To make matters worse, a new tax deduction in the TCJA could further contribute to employment tax losses. Effective for tax years beginning after Dec. 31, 2017, owners of partnerships, limited liability companies, S corporations, trusts, estates and sole proprietorships are generally entitled to a deduction of 20 percent of the taxpayer’s qualified business income under IRC Sec. 199A. Because Section 199A ties the availability of a deduction to some form of business ownership, some employees may seek to be treated as independent contractors or partial owners for tax purposes.
In an effort to prevent the misclassification of workers, the government employs a multi-faceted approach. The IRS detects misclassified workers primarily through the following sources:
- The Determination of Worker Status (Form SS-8) Program. Under the Form SS-8 program, employers or workers may request that the IRS determine the status of an individual.

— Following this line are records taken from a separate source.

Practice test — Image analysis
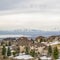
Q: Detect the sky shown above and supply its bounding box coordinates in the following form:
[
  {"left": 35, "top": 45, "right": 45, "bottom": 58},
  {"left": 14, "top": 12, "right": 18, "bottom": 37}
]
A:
[{"left": 0, "top": 0, "right": 60, "bottom": 31}]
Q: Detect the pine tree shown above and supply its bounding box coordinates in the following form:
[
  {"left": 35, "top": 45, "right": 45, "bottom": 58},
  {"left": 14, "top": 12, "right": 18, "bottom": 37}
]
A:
[
  {"left": 16, "top": 47, "right": 20, "bottom": 55},
  {"left": 8, "top": 41, "right": 11, "bottom": 46},
  {"left": 48, "top": 46, "right": 52, "bottom": 56},
  {"left": 30, "top": 50, "right": 36, "bottom": 57},
  {"left": 2, "top": 46, "right": 6, "bottom": 55},
  {"left": 25, "top": 47, "right": 29, "bottom": 54},
  {"left": 7, "top": 47, "right": 11, "bottom": 56},
  {"left": 53, "top": 47, "right": 59, "bottom": 59}
]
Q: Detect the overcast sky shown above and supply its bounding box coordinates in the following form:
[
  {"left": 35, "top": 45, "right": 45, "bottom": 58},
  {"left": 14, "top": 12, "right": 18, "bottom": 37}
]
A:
[{"left": 0, "top": 0, "right": 60, "bottom": 31}]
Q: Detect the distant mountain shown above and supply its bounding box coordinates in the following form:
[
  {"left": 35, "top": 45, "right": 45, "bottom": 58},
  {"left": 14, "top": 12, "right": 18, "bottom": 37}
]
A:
[{"left": 0, "top": 29, "right": 60, "bottom": 37}]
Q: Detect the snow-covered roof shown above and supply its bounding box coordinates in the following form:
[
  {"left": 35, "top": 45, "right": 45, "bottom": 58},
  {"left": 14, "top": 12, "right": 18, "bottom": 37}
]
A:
[
  {"left": 40, "top": 56, "right": 52, "bottom": 60},
  {"left": 47, "top": 41, "right": 60, "bottom": 46},
  {"left": 14, "top": 55, "right": 33, "bottom": 60}
]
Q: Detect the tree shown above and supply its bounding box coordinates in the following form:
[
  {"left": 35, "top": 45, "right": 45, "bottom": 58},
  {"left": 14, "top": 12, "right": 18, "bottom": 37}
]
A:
[
  {"left": 8, "top": 41, "right": 11, "bottom": 46},
  {"left": 30, "top": 50, "right": 36, "bottom": 57},
  {"left": 31, "top": 39, "right": 34, "bottom": 44},
  {"left": 16, "top": 47, "right": 20, "bottom": 55},
  {"left": 2, "top": 46, "right": 6, "bottom": 55},
  {"left": 53, "top": 47, "right": 59, "bottom": 59},
  {"left": 13, "top": 51, "right": 16, "bottom": 57},
  {"left": 7, "top": 47, "right": 11, "bottom": 56},
  {"left": 48, "top": 45, "right": 52, "bottom": 56},
  {"left": 25, "top": 47, "right": 29, "bottom": 54}
]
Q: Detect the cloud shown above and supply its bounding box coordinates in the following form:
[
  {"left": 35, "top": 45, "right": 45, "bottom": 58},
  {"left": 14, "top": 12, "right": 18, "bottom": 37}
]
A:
[{"left": 0, "top": 0, "right": 60, "bottom": 13}]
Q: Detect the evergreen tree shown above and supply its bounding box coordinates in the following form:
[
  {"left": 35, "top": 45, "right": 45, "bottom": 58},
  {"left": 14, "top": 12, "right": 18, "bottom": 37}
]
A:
[
  {"left": 8, "top": 41, "right": 11, "bottom": 46},
  {"left": 30, "top": 50, "right": 36, "bottom": 57},
  {"left": 53, "top": 47, "right": 59, "bottom": 59},
  {"left": 48, "top": 46, "right": 52, "bottom": 56},
  {"left": 16, "top": 47, "right": 20, "bottom": 55},
  {"left": 25, "top": 47, "right": 29, "bottom": 54},
  {"left": 7, "top": 47, "right": 11, "bottom": 56},
  {"left": 2, "top": 46, "right": 6, "bottom": 55}
]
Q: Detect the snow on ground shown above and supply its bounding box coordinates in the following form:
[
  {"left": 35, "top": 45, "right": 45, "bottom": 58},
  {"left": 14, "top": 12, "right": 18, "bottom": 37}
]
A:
[
  {"left": 40, "top": 56, "right": 52, "bottom": 60},
  {"left": 14, "top": 54, "right": 33, "bottom": 60}
]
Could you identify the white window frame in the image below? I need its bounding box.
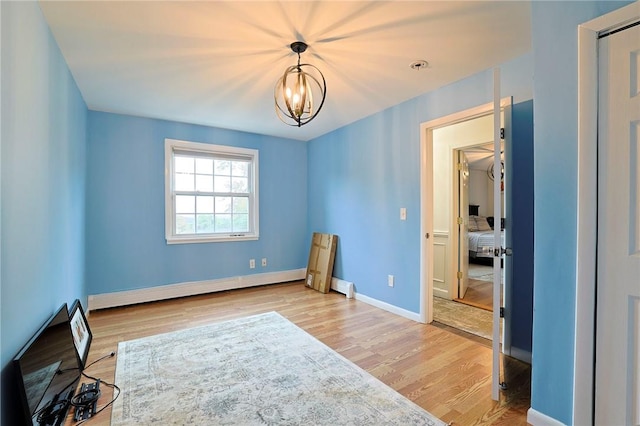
[164,139,260,244]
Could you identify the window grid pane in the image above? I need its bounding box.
[173,146,252,240]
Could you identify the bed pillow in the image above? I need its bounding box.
[469,216,478,232]
[476,216,491,231]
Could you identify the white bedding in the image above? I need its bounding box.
[469,230,504,257]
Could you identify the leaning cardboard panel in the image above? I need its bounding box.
[306,232,338,293]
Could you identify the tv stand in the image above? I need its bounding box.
[37,389,73,426]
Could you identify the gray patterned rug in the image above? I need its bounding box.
[111,312,445,426]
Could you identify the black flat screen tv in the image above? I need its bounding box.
[13,303,82,426]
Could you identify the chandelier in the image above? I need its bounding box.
[273,41,327,127]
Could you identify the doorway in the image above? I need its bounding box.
[572,2,640,424]
[432,115,504,340]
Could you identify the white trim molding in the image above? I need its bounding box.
[576,2,640,424]
[506,346,532,364]
[527,408,578,426]
[88,268,306,311]
[355,293,423,322]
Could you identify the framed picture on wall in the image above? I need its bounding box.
[69,299,93,368]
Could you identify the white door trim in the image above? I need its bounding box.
[420,97,512,323]
[573,2,640,424]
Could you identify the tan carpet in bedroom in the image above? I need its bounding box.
[433,297,493,340]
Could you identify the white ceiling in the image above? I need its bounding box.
[40,0,531,140]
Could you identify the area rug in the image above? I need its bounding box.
[111,312,445,426]
[433,297,493,340]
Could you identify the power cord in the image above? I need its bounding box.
[71,351,121,426]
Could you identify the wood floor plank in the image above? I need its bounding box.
[67,282,531,426]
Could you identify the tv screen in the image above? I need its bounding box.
[14,303,82,425]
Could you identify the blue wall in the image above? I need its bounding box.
[0,2,87,424]
[308,55,533,313]
[506,100,534,353]
[531,1,627,424]
[87,111,309,294]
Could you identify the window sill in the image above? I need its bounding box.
[166,234,259,244]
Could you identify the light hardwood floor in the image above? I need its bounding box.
[67,281,531,426]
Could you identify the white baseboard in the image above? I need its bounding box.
[433,287,451,300]
[355,293,421,322]
[509,346,531,364]
[87,268,306,311]
[527,408,564,426]
[331,277,353,299]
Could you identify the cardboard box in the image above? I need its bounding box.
[305,232,338,293]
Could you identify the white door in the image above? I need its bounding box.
[491,68,502,401]
[595,21,640,425]
[457,151,469,299]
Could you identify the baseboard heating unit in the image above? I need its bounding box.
[331,277,353,299]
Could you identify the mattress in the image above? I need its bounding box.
[468,230,504,257]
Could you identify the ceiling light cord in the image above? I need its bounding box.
[274,41,327,127]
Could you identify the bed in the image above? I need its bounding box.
[468,216,504,264]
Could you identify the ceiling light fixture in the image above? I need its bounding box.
[409,59,429,70]
[273,41,327,127]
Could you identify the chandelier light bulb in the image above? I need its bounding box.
[274,41,327,127]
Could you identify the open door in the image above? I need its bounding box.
[491,68,503,401]
[457,150,469,299]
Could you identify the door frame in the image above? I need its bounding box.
[573,2,640,424]
[420,97,512,322]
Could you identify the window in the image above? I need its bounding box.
[165,139,259,244]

- The Employment Tax Examination Program (ETEP). The ETEP allows the IRS to use specific criteria to identify companies likely to have misclassified employees.
- General employment tax examinations. A general examination of an employment return may draw the IRS’s attention to a classification issue.
- The Questionable Employment Tax Practices (QETP) program. Through the QETP, the IRS and states share worker classification-related information.
Over time, the IRS has compiled a list of 20 factors from court decisions to determine worker status. These 20 factors, cited in Rev. Rul. 87-41, have been compressed into three general categories:
- Behavioral control
- Financial control
- The relationship of the parties
No one factor should stand alone in making a determination.
If a company has been found to have misclassified workers, it could be required, at a minimum, to pay 100 percent of the employer’s share of Social Security and Medicare taxes, plus an additional 40 percent on the same obligations and 3 percent of wages under IRC Sec. 3509. Well-intentioned employers that have consistently treated workers as independent contractors may be able to lessen the consequences through the safe harbor of IRC Sec. 530 or the IRS’s Voluntary Classification Settlement Program.
Companies longing to save taxes may want to think twice today before employing a strategy that entails misclassifying employees.